Simulation engine characteristics feasible with free tools
- Event-driven vs vectorized frameworks that handle multi-asset, multi-timeframe, corporate actions, cash flows, and margin. Candidate stacks: Lean engine locally with user-supplied free data, Backtrader, QSTrader, vectorbt/backtesting.py. What gaps matter most in each for institutional-grade realism?
- Portfolio accounting: net vs gross exposure, financing costs, FX conversion at realistic fixing times, crypto funding, exchange fee tiers, and rebates modeled from public schedules.
Validation and overfitting control without paywalled stats
- Protocol combining anchored walk-forward, combinatorially symmetric cross-validation, Deflated Sharpe Ratio, and Probability of Backtest Overfitting; open-source implementations that are accurate and maintained.
- Leakage/unit tests: reproducible checks for look-ahead, survivorship, split/dividend misapplications, timezone errors, and asynchronous signal alignment.

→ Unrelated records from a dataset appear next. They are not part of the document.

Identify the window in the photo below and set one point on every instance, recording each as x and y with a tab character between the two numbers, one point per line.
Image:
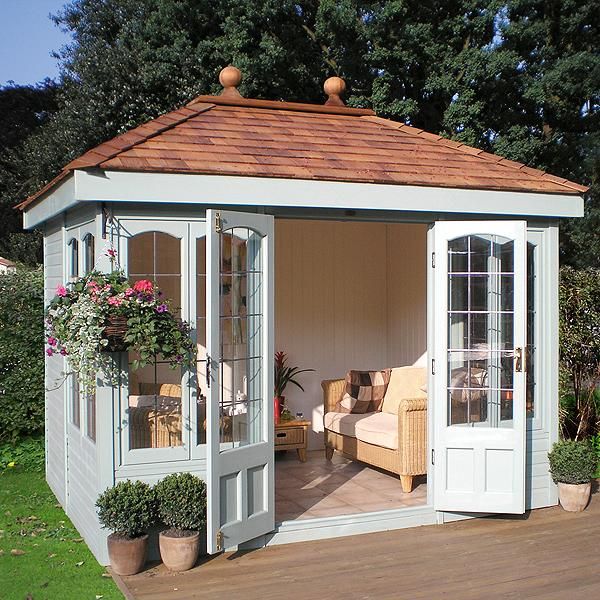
88	253
75	402
73	258
155	392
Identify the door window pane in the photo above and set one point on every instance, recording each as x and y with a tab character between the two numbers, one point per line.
241	319
201	392
480	330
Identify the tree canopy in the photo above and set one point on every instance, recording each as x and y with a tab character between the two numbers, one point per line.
519	78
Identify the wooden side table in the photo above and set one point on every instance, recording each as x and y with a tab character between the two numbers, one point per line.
292	435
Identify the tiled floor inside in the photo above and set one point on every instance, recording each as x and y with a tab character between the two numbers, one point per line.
319	488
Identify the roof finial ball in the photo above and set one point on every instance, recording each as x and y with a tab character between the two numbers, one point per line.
230	77
334	88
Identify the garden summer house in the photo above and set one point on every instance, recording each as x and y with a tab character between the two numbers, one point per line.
350	242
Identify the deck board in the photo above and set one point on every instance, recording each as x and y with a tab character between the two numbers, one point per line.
548	554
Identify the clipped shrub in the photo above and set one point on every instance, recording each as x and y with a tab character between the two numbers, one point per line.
572	462
21	354
128	508
181	499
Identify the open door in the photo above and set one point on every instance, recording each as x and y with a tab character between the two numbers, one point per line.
240	463
479	366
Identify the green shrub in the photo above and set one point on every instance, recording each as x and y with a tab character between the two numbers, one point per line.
595	443
181	501
26	455
128	508
579	318
572	462
21	354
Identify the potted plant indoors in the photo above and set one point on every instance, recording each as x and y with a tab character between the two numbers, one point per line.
181	501
284	374
128	509
104	312
572	466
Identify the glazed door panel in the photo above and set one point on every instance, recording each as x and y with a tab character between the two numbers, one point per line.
239	378
479	366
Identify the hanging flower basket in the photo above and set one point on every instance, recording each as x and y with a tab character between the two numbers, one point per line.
102	313
115	332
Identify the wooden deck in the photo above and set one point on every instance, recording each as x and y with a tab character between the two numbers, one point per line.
547	554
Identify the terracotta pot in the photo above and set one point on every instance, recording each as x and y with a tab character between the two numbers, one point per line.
574	497
278	404
179	553
127	555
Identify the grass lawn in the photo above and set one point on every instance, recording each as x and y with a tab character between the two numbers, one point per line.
42	555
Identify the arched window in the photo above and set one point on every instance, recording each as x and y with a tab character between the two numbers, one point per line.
88	253
73	258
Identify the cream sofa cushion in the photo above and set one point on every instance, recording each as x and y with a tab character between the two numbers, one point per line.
405	382
344	423
380	429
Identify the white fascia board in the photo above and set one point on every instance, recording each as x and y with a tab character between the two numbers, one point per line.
60	199
115	186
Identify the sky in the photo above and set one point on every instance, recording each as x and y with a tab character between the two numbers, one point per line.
27	38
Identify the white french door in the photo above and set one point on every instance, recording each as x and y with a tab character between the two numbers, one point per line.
239	378
479	370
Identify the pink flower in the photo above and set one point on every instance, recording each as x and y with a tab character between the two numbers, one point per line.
144	286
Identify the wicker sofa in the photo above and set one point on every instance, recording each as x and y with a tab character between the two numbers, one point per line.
394	438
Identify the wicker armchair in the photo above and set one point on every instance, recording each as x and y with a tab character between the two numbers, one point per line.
409	458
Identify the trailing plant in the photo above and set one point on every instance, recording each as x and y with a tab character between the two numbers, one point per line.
579	322
181	499
79	313
21	354
572	461
284	374
128	508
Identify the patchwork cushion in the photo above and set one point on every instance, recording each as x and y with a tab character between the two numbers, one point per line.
365	391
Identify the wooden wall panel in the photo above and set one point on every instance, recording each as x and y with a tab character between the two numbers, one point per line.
347	296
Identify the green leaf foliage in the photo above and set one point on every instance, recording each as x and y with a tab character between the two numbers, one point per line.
572	462
579	328
128	508
21	354
181	501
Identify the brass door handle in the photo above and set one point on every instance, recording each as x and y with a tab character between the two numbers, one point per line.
518	360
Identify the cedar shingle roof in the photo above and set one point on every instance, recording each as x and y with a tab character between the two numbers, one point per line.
216	135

- Robustness checks available with free data: cross-venue replication, stress under liquidity droughts, and parameter stability maps.
Reproducibility standards
- Data snapshotting with hashes, deterministic random seeds, containerized environments, and metadata logs so another researcher can bitwise-reproduce a backtest with the same free sources at a later date.
- A minimal “backtest audit” checklist suitable for publication or investment committee review.
Proposed starting point for a minimal, auditable free stack (open to critique):
- Data: Stooq/Yahoo for equities EOD with explicit caveats; NASDAQ Data Link CHRIS for daily futures settlements; Binance historical trades and order book snapshots for crypto; exchange fee schedules and funding rates where published; open trading calendars.
- Engine: Lean local or Backtrader for event-driven simulation; vectorbt for research prototyping; risk/reporting via empyrical/pyfolio-like metrics.
- Cost model baseline: spread proxy from Corwin-Schultz, volatility- and participation-based slippage term calibrated on crypto where depth is free, then scaled for equities/futures by spread and volatility; explicit sensitivity bands in reports.
- Validation: anchored walk-forward, deflated Sharpe, combinatorial CV, plus a leakage test suite run on synthetic datasets with known ground truth.
Questions to the community:
- What specific free datasets or methods close the biggest realism gaps above, especially for survivorship and delistings in equities?
- Has anyone published an open calibration of slippage/impact parameters from free microstructure data that generalizes beyond a single venue?
- Which open-source engine today strikes the best balance between event-driven realism and reproducibility for multi-asset portfolios?
- What would you add to a minimal “backtest audit” that can be executed with only free tools and data?
If there is interest, I can help assemble a shared reference repository with a canonical dataset snapshot, engines configured per the above, and a test battery that strategies must pass before performance is reported.